Adiaspora.com: Voltando outra vez às origens da cantoria
ao desafio, falou que surgiu por volta de 1810. Em que ilha?
João Leonel: Na Ilha Terceira. Há quem diga que
não tenha sido aquela a sua verdadeira origem. Nós,
na Ilha Terceira, somos a continuação das gentes
do norte do continente e naturalmente esta moda veio de lá.

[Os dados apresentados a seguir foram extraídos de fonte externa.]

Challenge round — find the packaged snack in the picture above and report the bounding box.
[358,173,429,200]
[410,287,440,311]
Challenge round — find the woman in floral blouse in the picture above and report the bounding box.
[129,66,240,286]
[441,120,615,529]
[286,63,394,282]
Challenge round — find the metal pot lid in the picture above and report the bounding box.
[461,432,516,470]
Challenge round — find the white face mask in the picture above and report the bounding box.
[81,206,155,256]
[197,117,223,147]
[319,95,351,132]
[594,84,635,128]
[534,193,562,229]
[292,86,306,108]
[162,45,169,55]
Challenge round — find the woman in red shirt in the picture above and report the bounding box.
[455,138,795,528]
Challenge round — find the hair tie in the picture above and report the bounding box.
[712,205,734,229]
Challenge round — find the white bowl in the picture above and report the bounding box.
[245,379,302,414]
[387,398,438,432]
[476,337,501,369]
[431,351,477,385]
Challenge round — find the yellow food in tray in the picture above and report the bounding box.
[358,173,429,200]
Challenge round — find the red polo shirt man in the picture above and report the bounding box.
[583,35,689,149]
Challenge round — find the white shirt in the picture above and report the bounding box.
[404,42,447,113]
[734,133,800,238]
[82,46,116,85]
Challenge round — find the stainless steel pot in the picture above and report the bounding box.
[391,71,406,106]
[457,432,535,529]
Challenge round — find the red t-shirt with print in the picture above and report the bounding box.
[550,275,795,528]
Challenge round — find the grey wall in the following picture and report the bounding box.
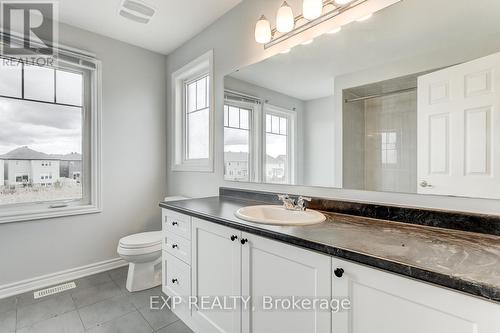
[165,0,500,215]
[303,96,335,187]
[0,23,166,286]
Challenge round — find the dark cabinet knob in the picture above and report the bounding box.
[230,235,238,241]
[172,244,178,249]
[171,221,178,226]
[240,238,248,245]
[334,268,345,278]
[171,278,178,284]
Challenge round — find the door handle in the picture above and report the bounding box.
[419,180,433,188]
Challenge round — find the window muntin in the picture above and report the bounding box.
[265,113,290,184]
[224,104,251,181]
[381,131,398,165]
[0,58,87,207]
[185,75,210,160]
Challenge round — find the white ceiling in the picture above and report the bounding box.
[230,0,500,101]
[57,0,242,54]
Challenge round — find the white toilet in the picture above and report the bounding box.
[117,231,162,292]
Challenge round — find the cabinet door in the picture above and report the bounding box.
[332,257,500,333]
[242,233,331,333]
[191,218,242,333]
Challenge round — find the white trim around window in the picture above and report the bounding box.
[0,46,102,224]
[171,50,214,172]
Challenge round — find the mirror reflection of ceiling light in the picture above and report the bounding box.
[280,48,291,54]
[301,39,314,45]
[327,26,342,34]
[356,13,373,21]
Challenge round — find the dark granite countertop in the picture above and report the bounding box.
[160,196,500,303]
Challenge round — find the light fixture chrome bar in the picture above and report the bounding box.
[264,0,369,49]
[224,90,262,104]
[344,87,417,103]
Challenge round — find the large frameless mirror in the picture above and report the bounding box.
[223,0,500,199]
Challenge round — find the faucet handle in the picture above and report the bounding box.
[296,196,312,210]
[277,194,289,201]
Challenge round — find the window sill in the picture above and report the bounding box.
[0,204,102,224]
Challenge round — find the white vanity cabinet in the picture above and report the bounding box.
[162,210,500,333]
[191,217,242,333]
[161,209,193,326]
[241,231,331,333]
[190,217,331,333]
[331,257,500,333]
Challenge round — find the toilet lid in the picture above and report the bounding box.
[119,231,162,249]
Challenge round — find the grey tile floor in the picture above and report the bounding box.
[0,267,193,333]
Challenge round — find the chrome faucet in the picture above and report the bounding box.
[277,194,296,210]
[277,194,312,211]
[296,196,312,211]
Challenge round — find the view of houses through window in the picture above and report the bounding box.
[224,104,250,181]
[223,102,292,184]
[265,113,289,184]
[0,59,83,205]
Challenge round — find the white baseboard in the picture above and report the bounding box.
[0,257,128,299]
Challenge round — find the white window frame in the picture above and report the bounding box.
[262,104,297,184]
[0,40,102,224]
[223,100,260,182]
[172,50,214,172]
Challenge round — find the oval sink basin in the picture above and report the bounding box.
[235,205,326,226]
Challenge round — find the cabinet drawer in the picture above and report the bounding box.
[163,251,191,297]
[164,232,191,264]
[163,209,191,240]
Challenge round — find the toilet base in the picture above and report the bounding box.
[125,257,162,292]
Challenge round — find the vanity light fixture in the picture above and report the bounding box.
[255,15,272,44]
[276,1,295,33]
[334,0,354,4]
[254,0,400,48]
[303,0,323,20]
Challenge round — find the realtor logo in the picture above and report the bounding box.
[1,1,58,56]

Há um povoador chamado Jácome
de Bruges, o capitão-donatário da ilha, que veio
povoar a ilha com 30 famílias. Era de origem flamenga mas
vivia, antes de vir para os Açores, em Loulé no
Algarve na terra do grande António Aleixo, e as famílias
que o acompanharam eram nortenhas. Quem visita a Ilha Terceira
hoje pode ver nas residências alguns vestígios da
arquitectura típica do Norte de Portugal nas chaminés
de mãos postas e as janelas de guilhotina. Segundo a ideia
de várias pessoas, não que tenho lido em lado nenhum,
que isto ainda vem de mais longe. Até já falaram
do Brasil, mas são coisas que não posso afirmar.
Mas a cantoria veio para os Açores com esses povoadores
como as Festas do Espírito Santo.
Adiaspora.com: Mas repare que as Festas do Espírito Santo
e o povoamento das ilhas surgiram muito antes de 1810. O que houve
neste ano nos Açores para despoletar essa onda de cantoria?

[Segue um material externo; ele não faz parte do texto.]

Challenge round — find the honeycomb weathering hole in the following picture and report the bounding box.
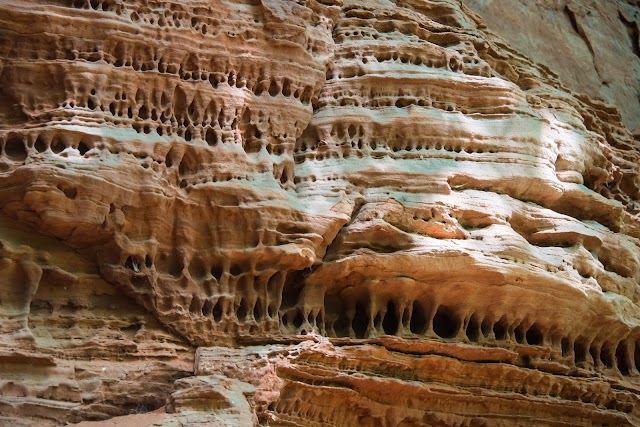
[433,306,458,339]
[4,137,27,161]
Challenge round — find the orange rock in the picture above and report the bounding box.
[0,0,639,425]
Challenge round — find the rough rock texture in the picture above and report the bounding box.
[462,0,640,132]
[0,0,639,425]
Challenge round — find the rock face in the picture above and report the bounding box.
[0,0,639,426]
[462,0,640,132]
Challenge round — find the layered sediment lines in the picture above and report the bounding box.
[0,0,639,425]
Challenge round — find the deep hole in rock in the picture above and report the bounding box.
[410,301,427,334]
[514,324,525,344]
[465,315,480,341]
[188,258,208,279]
[481,317,492,338]
[201,299,212,316]
[382,300,398,335]
[212,299,223,323]
[168,257,183,278]
[35,136,48,153]
[333,309,350,337]
[4,137,27,161]
[253,299,263,321]
[78,141,89,155]
[268,80,279,96]
[279,273,304,313]
[206,128,217,146]
[125,255,140,272]
[139,105,149,120]
[373,312,382,329]
[60,186,78,199]
[561,337,570,356]
[189,297,199,314]
[601,344,614,368]
[282,79,292,97]
[293,310,304,328]
[616,341,630,375]
[352,301,369,339]
[526,324,543,345]
[211,265,224,281]
[574,339,587,363]
[433,306,457,338]
[51,138,65,154]
[493,316,508,340]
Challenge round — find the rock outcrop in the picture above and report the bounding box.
[0,0,639,425]
[462,0,640,132]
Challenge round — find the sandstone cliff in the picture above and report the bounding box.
[0,0,639,426]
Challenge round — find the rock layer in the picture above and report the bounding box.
[0,0,639,425]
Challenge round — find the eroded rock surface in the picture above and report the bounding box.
[462,0,640,132]
[1,0,639,425]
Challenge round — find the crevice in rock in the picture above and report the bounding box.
[619,11,640,59]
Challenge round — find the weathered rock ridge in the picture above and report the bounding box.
[0,0,639,425]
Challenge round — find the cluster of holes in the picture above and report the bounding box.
[177,173,251,189]
[294,124,499,164]
[312,290,640,378]
[318,86,518,115]
[68,0,227,38]
[70,0,121,14]
[103,89,242,143]
[564,336,640,376]
[51,42,316,128]
[176,168,295,190]
[72,0,326,57]
[74,85,299,187]
[76,73,310,147]
[170,149,294,190]
[335,14,462,50]
[181,269,287,327]
[131,245,640,382]
[331,50,463,76]
[0,133,93,161]
[321,296,527,342]
[331,14,492,76]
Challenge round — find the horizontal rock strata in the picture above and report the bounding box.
[0,0,639,425]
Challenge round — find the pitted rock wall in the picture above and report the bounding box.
[0,0,639,425]
[463,0,640,132]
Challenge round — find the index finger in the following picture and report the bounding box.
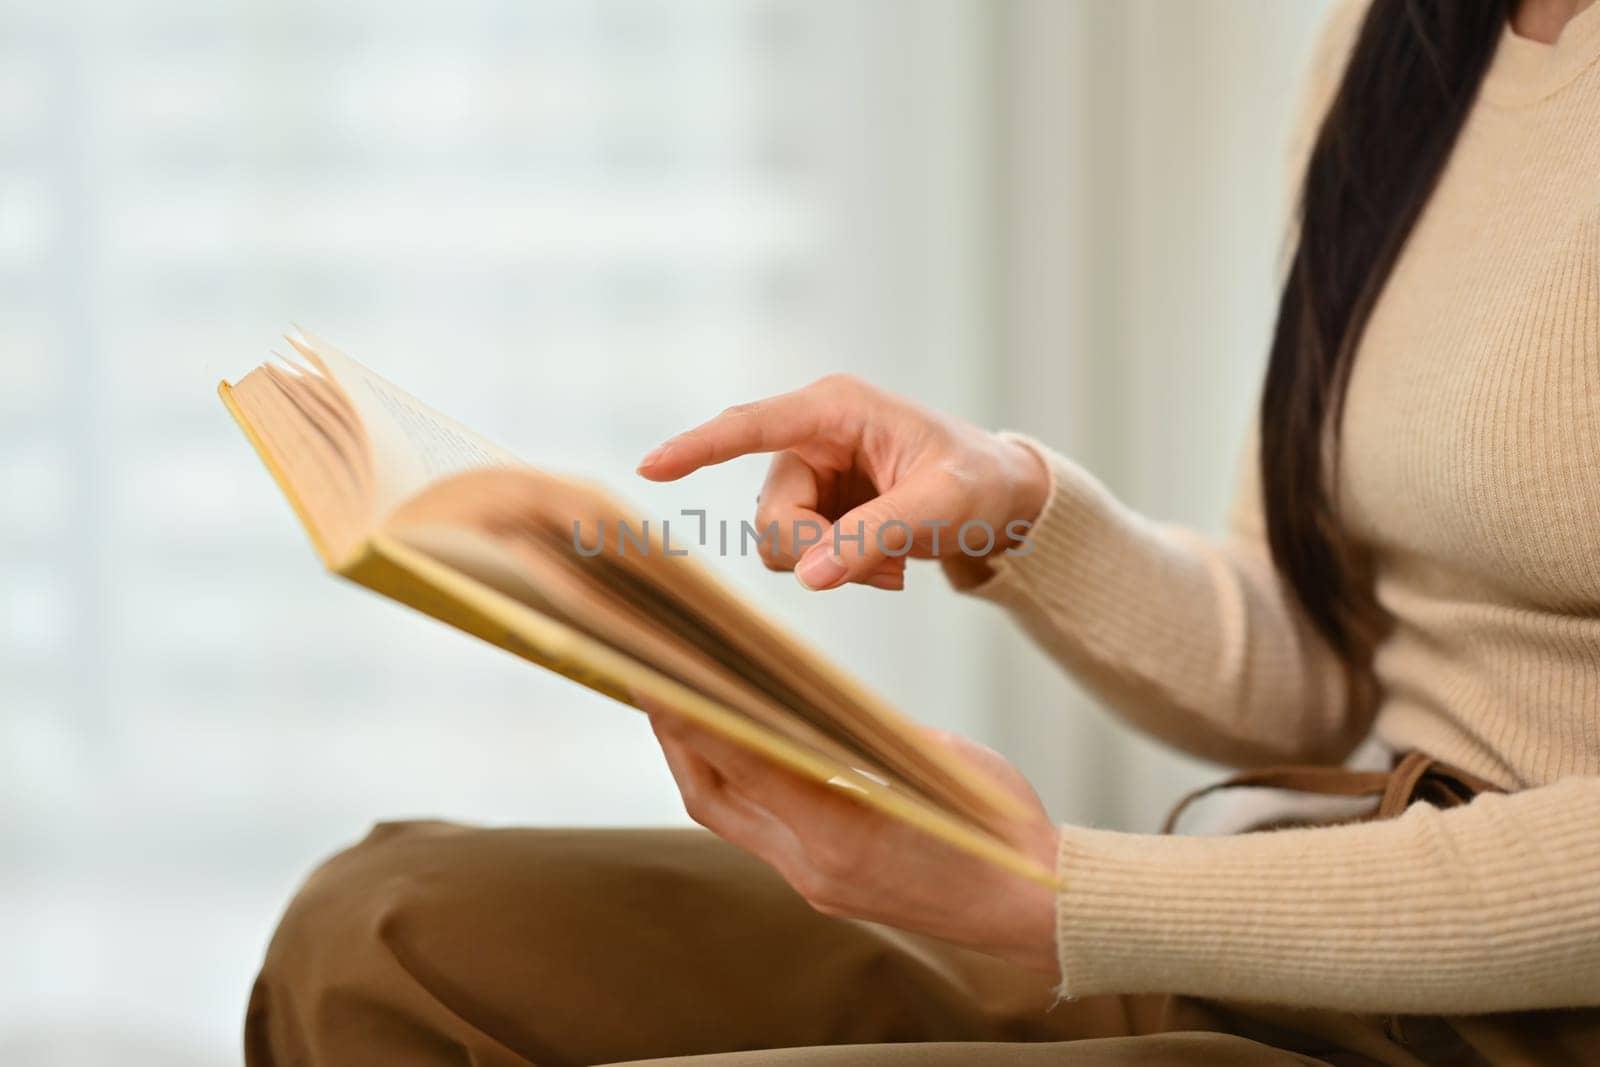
[636,390,825,481]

João Leonel: Aparecem esses dois improvisadores, de nome
António Terra e António Inácio, e que eram
chamados para abrilhantar as tais festas de rua ou uma festa do
Espírito Santo em que discutiam um com o outro rimando
e, segundo que se sabe, foram através desses dois homens,
que as cantigas ao desafio tiveram o seu início.
Adiaspora.com: Agora quer deixar uma mensagem para os jovens
que queiram estrear-se nestas lides. O que aconselha a um jovem
que aspira ser um bom cantador ao desafio?

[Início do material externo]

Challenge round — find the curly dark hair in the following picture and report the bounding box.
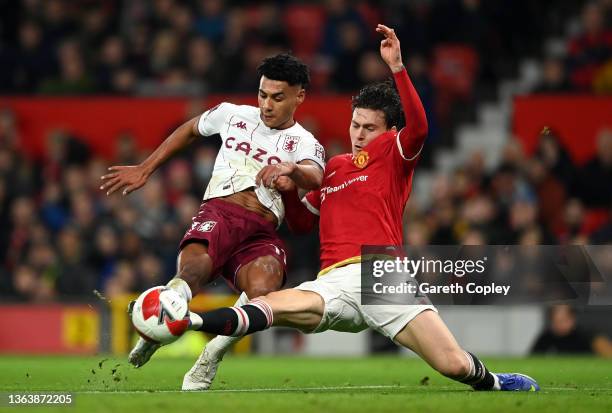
[351,79,404,129]
[256,53,310,89]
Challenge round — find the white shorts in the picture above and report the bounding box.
[295,263,437,340]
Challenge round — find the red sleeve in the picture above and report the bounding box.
[281,188,317,234]
[303,189,321,213]
[393,67,428,161]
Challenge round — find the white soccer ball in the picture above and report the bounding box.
[131,286,190,344]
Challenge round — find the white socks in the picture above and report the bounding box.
[166,278,193,302]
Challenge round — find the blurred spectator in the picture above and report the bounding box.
[169,4,195,44]
[255,2,291,49]
[187,36,224,91]
[357,51,388,84]
[81,6,115,52]
[194,0,226,43]
[532,304,612,356]
[320,0,369,58]
[535,128,577,194]
[13,264,55,302]
[0,108,19,149]
[577,128,612,208]
[54,226,96,296]
[590,207,612,243]
[96,36,127,91]
[390,2,432,56]
[532,57,573,93]
[560,198,586,242]
[90,225,119,289]
[566,1,612,91]
[104,260,137,299]
[114,132,140,165]
[39,39,95,95]
[40,181,68,232]
[10,20,53,92]
[329,21,368,91]
[4,196,38,270]
[41,0,78,49]
[148,30,180,77]
[136,252,166,289]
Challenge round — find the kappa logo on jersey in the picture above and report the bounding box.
[282,135,301,153]
[315,143,325,161]
[197,221,217,232]
[232,121,247,131]
[353,150,369,168]
[224,137,282,165]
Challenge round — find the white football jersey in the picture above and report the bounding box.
[197,102,325,225]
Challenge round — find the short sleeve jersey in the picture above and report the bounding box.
[198,102,325,224]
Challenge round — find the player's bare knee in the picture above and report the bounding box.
[241,255,283,297]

João Leonel: Vou citar o grande cantador, José
de Sousa Brasil, o Charrua, que, numa entrevista concedida à
Rádio Clube de Angra, disse: "Tu, o estudante que
frequentas o curso médio ou superior, que vives no mundo
das letras, e não consegues fazer delas o que eu faço,
que sou semi-analfabeto, por algum motivo sou digno da tua admiração.
Aproxima-te de nós e vê que não é fácil
este improviso." Conheço jovens que têm esse
dom e a noção da rima na Terceira e em S. Miguel.
Alguns já estão a participar como o jovem "Chalana"
que me acompanhou a Winnipeg e está cá comigo em
Toronto. Tem 24 anos de idade. Portanto é um jovem. E há
outros que estão a começar e que creio que vão
dar continuação a esta nossa rica tradição
cultural fundamentalmente terceirense e micaelense.
Adiaspora.com: Andou um pouco pelas comunidades. Já esteve
nos EUA e passou pelo Canadá. O que acha dessa tradição
nas comunidades. Acha que ainda há quem se interesse pelas
cantigas ao desafio aqui entre nós?
João Leonel: Creio, para lhe falar a verdade e pelo que
me tenho apercebido, que há um interesse maior. Talvez
a saudade, talvez o não querer perder as suas raízes
porque nós gostamos mais do que é nosso quando estamos
mais distante. Há interesse muito grande por parte das
comunidades de preservar o que é nosso, inclusive as cantigas,
as danças do Carnaval, os pézinhos do bezerro, as
Festas do Espírito Santo, etc.
Adiaspora.com: Agora gostaria de conduzi-lo para o campo pessoal.
Quais são os seus projectos profissionais de futuro?
João Leonel: No há profissionalismo nas cantigas
ao desafio. Somos todos amadores. Não tenho projectos.
O número de actuações aumenta. Este ano,
tive uma época de 103 cantorias nos Açores, o que
é muito. A época começa anualmente em Abril
ou Maio e acaba em Outubro. Neste período, tive 103 cantorias
o que implica cantei quase todos os dias. Houve um acréscimo
significativo, o que quer dizer que as pessoas a interessar-se
cada vez mais.
Adiaspora.com: Quando pensa regressar a Toronto?
João Leonel: Penso regressar logo que me chamem. Todavia,
desta feita, passei por Toronto voluntariamente, pois ninguém
me chamou cá. Fui convidado para cantar em Winnipeg na
semana Cultural da Casa dos Açores daquela cidade. Vim
de lá no dia 10 para cá porque o Sr. José
Henrique Brum, que é muito meu amigo, ao saber desta minha
viagem, telefonou-me e sugeriu que passasse por cá e desse
uns espectáculos. Eu aderi e estou contente.
Adiaspora.com: Agradecemos o tempo que nos dispensou e desejamos
as maiores felicidades nessa sua quimera de preservar as raízes
do nosso povo através das cantigas ao desafio.
João Leonel: Eu agradeço
e bom trabalho! Muito obrigado pela vossa atenção.